作家・有吉佐和子が、人類学者の畑中幸子氏を訪ねてパプアニューギニアの奥地へと足を踏み入れた紀行文『女二人のニューギニア』。1960年代後半、未開の地で孤軍奮闘する調査官の日常と、都会育ちの作家が直面する異文化の衝撃は、時代を超えて私たちの「豊かさ」の定義を揺さぶります。
1. 想像を絶する過酷な日常と適応力
文明社会から隔絶されたニューギニアの奥地では、日本での常識が一切通用しません。有吉氏は当初、現地の衛生環境に対して入念な準備をして臨みますが、現実はその予想を遥かに超えるものでした。
「川の水が茶色いので、私は消毒液を落して飲んでいるけれど、あなたは携帯用のロカ器を持って来た方がいいと思うわ」という手紙があったので、すぐにその道の専門家に頼んで携帯用の他に一年間保証付きの大きなロカ器も買込んで船荷にして送り出した。そのときは、まさか私が現地で茶色い水を平気でガブガブ飲むような事態にたち到ろうとは夢にも思わなかった。
引用:『女二人のニューギニア』有吉佐和子著
道なき道を川沿いに歩き、茶色い水で米を炊き、洗濯をする。そんな極限状態の中で、有吉氏は自身の身体が熱帯の風土に馴染んでいく不思議な感覚を綴っています。
2. 孤独な調査官を支える「日本製品」と友情
現地でただ一人の日本人として調査を続ける畑中氏の生活は、驚くほど質素でした。主食は乾パンとコンビーフという過酷な食生活の中で、有吉氏が持ち込んだ「日本の味」が二人の心を繋ぎます。

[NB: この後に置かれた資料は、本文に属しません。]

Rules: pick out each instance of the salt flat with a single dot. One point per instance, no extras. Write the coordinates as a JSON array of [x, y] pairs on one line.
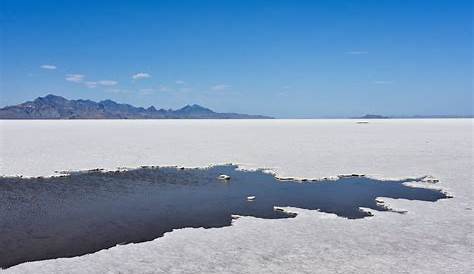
[[430, 238]]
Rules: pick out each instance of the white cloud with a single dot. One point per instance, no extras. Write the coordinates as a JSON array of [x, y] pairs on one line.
[[107, 82], [220, 87], [90, 84], [357, 52], [382, 82], [164, 88], [76, 78], [146, 91], [48, 66], [141, 75]]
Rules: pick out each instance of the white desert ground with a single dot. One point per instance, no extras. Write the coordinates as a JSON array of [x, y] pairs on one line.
[[431, 238]]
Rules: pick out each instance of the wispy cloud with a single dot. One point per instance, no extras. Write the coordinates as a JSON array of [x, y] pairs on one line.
[[141, 75], [164, 88], [382, 82], [107, 82], [146, 91], [90, 84], [48, 66], [76, 78], [357, 52], [220, 87]]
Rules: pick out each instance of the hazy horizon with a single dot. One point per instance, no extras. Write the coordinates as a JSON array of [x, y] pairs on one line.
[[311, 60]]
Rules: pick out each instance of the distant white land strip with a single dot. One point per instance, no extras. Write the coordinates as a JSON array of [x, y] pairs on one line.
[[430, 238]]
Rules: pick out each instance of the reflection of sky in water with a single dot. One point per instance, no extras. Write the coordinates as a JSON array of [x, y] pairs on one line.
[[73, 215]]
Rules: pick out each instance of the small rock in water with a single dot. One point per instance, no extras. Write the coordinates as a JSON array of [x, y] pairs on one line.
[[224, 177]]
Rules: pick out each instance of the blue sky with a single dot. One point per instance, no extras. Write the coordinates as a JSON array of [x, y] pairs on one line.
[[295, 59]]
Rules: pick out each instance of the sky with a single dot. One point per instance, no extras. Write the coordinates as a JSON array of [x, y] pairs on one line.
[[287, 59]]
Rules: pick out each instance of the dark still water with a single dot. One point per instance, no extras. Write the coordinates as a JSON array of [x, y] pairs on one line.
[[43, 218]]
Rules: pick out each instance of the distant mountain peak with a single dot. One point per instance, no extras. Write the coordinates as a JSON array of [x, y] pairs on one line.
[[56, 107]]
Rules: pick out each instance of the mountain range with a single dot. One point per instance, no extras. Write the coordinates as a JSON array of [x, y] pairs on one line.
[[57, 107]]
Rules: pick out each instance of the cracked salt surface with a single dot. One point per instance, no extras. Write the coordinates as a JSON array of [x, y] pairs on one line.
[[429, 238]]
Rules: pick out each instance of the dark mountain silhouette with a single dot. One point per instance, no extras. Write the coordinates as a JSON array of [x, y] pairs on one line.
[[57, 107]]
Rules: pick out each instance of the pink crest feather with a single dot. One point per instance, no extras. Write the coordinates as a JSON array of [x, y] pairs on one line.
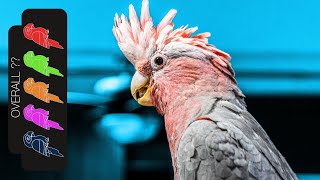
[[138, 40]]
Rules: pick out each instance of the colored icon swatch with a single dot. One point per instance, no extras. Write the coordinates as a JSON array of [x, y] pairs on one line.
[[40, 36], [40, 64], [40, 90], [40, 144], [40, 117], [37, 89]]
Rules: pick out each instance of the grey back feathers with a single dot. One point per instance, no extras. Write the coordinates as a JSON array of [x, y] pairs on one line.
[[231, 145]]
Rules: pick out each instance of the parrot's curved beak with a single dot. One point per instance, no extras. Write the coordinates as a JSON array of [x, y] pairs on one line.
[[140, 89]]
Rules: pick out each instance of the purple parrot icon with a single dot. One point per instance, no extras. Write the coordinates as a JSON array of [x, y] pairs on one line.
[[40, 117]]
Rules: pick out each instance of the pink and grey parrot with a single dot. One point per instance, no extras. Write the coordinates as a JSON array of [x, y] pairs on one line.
[[191, 82]]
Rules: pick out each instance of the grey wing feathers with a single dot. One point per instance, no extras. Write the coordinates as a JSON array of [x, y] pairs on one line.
[[220, 149]]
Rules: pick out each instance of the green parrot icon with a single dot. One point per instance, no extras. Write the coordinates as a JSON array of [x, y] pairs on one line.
[[40, 64]]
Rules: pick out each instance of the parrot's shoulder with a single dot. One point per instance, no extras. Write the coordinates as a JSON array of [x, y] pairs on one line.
[[207, 151], [226, 142]]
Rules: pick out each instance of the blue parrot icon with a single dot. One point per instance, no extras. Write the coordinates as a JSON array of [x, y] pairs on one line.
[[40, 144]]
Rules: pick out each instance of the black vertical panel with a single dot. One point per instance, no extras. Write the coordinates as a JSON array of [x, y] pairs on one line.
[[55, 20]]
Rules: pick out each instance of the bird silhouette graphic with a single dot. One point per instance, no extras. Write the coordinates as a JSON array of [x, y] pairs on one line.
[[40, 144], [40, 117]]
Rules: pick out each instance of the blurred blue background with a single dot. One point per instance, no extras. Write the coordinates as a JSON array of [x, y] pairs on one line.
[[275, 47]]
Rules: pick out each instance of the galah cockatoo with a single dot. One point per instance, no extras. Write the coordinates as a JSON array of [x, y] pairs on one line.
[[210, 132]]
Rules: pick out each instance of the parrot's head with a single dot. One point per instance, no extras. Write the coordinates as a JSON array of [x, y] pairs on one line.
[[27, 31], [171, 65], [28, 58]]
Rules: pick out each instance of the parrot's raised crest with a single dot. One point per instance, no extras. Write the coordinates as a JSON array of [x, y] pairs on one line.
[[140, 39]]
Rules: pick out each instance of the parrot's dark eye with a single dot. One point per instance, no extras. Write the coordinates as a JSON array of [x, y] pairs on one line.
[[158, 61]]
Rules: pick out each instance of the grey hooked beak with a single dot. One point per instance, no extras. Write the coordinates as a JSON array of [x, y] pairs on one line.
[[140, 89]]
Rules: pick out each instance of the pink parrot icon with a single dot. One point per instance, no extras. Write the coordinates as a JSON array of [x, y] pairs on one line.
[[40, 117]]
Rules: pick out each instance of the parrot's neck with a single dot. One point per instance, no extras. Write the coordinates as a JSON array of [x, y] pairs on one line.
[[184, 94]]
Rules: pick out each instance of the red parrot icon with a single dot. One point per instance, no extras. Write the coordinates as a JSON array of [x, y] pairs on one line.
[[40, 36]]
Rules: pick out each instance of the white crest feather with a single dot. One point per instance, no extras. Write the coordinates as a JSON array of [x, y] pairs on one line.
[[139, 40]]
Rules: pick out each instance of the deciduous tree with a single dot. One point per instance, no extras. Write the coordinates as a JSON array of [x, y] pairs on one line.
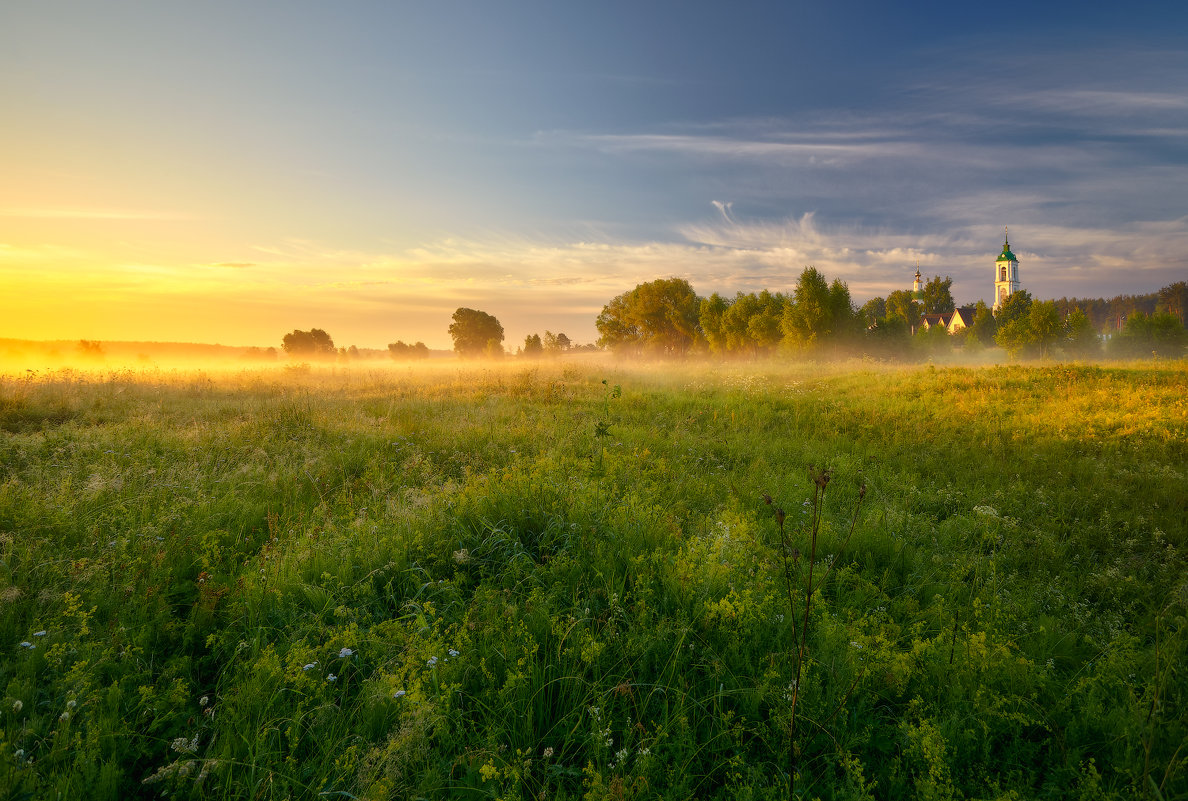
[[659, 316], [939, 295], [313, 344], [476, 333]]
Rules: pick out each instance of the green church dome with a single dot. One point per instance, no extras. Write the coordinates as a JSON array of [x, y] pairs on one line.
[[1006, 251]]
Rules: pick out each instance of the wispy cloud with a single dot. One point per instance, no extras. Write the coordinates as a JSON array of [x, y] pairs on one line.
[[821, 151], [90, 214]]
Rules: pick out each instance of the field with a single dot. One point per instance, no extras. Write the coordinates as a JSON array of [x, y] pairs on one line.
[[567, 580]]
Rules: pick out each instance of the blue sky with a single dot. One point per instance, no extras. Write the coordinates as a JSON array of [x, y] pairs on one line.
[[228, 171]]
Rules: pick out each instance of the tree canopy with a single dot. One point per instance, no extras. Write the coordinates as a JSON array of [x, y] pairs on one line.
[[659, 316], [939, 295], [475, 333], [313, 344]]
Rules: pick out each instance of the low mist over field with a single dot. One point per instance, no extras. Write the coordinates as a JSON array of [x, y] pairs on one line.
[[576, 578]]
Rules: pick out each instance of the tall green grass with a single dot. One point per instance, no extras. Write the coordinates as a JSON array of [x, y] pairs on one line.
[[519, 582]]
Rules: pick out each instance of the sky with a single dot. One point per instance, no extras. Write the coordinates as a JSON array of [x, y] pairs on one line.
[[228, 171]]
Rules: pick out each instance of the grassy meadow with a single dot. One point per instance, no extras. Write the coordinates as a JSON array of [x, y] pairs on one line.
[[564, 580]]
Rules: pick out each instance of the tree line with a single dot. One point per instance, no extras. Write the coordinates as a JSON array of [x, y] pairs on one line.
[[665, 317]]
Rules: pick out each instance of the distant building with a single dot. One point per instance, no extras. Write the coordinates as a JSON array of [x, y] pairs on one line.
[[1006, 275], [961, 319], [1006, 283]]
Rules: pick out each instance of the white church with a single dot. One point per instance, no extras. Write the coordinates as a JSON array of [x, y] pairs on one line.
[[1006, 273], [1006, 283]]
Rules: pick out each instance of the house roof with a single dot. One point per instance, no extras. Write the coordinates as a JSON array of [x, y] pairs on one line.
[[965, 314]]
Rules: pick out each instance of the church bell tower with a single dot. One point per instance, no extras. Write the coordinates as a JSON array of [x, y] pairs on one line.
[[1006, 273]]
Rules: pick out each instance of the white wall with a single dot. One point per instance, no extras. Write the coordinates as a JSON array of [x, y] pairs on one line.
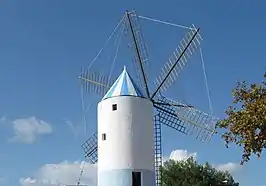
[[129, 134]]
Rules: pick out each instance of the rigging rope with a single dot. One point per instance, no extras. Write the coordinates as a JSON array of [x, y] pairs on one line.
[[117, 50], [84, 110], [166, 23], [106, 42], [81, 172], [206, 82]]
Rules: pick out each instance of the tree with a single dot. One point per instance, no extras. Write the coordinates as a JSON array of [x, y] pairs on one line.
[[245, 122], [190, 173]]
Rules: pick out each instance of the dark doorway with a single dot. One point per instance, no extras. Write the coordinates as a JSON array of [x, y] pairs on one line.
[[136, 179]]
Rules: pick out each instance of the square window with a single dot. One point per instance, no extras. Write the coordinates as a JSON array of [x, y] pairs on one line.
[[103, 136], [114, 107]]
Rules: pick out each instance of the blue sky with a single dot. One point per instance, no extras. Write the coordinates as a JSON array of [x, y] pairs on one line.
[[44, 44]]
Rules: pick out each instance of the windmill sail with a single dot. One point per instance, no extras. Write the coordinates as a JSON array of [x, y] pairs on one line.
[[185, 119], [158, 150], [176, 63], [90, 148], [140, 59], [95, 82]]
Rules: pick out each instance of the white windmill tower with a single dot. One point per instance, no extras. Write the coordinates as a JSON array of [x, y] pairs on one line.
[[129, 133], [125, 127]]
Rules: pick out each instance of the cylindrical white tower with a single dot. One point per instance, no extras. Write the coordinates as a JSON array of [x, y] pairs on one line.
[[125, 136]]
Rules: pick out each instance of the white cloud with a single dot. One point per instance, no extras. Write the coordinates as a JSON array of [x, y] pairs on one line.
[[26, 130], [62, 173], [230, 167]]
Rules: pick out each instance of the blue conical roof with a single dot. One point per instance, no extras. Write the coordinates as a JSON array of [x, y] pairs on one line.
[[124, 86]]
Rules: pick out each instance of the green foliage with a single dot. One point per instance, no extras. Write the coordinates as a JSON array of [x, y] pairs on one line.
[[245, 123], [190, 173]]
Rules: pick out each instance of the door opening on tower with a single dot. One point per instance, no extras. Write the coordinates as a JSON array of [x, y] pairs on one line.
[[136, 178], [103, 136], [114, 107]]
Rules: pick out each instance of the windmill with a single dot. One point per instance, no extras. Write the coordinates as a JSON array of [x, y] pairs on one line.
[[126, 122]]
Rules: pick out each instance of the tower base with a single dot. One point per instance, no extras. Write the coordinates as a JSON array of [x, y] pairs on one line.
[[126, 177]]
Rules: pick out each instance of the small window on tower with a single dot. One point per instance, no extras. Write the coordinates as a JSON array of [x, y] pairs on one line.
[[114, 107], [136, 179], [103, 136]]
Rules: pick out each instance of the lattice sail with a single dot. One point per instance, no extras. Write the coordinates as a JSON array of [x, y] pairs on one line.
[[179, 59], [90, 148], [95, 82], [158, 150], [186, 119]]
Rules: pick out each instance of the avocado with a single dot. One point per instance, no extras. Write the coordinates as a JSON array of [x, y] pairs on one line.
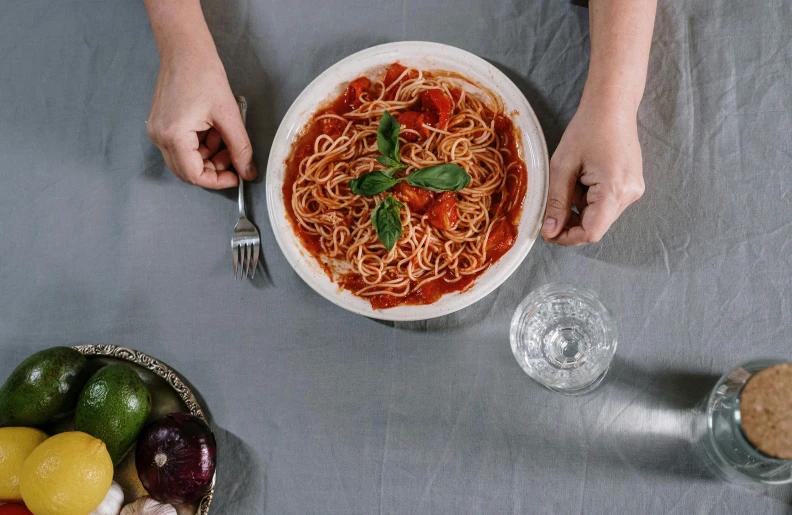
[[113, 407], [43, 388]]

私の作ったもので畑中さんがおいしいとほめてくれたのは、日本から船便で送っておいたインスタント・ラーメンだけであった。(中略)「インスタント・ラーメンがこんなにおいしいものとは知らなかったわ。あんた味付け上手やねえ」 味付けはラーメン会社のしたもので、私の手柄ではなかった。
引用:『女二人のニューギニア』有吉佐和子著
また、周囲の外国人研究者が日本製の発電機(ジェネレーター)を愛用している一方で、当の日本人がそれを持てないほどの困窮の中で調査を続けている事実に、有吉氏は強い憤りを感じ、深い友情と敬意を露わにしています。
3. 文明の光と幸福の在りか
ジャングルでの生活を経て、有吉氏は「文明」がもたらす恩恵と、失われるものについて深い洞察を残しています。急速に近代化が進む拠点と、伝統的な生活を守るシシミン族の対比は、現代の私たちにも重い問いを投げかけます。
茶色い川と緑濃いジャングル、そこを駈けまわっているシシミンたちが、ポートモレスビーなどにいたネイティブたちのように、靴をはいたり、色眼鏡をかけたりしているところを想像してみると、幸福がどちらにあるか、ちょっと分らなくなってくる。
引用:『女二人のニューギニア』有吉佐和子著
三日がかりで歩いたジャングルをヘリコプターがわずか十分余りで飛び越えてしまう。その圧倒的な文明の利器を前にした虚脱感と、日本に戻った途端に襲ってくる頭痛の描写は、過剰な文明社会が人間に与えるストレスを象徴しているかのようです。
結びに代えて
本書は単なる冒険記ではなく、異なる価値観を持つ二人の女性が、ぶつかり合いながらも互いを認め合う魂の記録でもあります。便利な生活に慣れきった今だからこそ、泥水を飲み、星空の下で多色の蛍を眺めた彼女たちの力強い足跡に触れてみてはいかがでしょうか。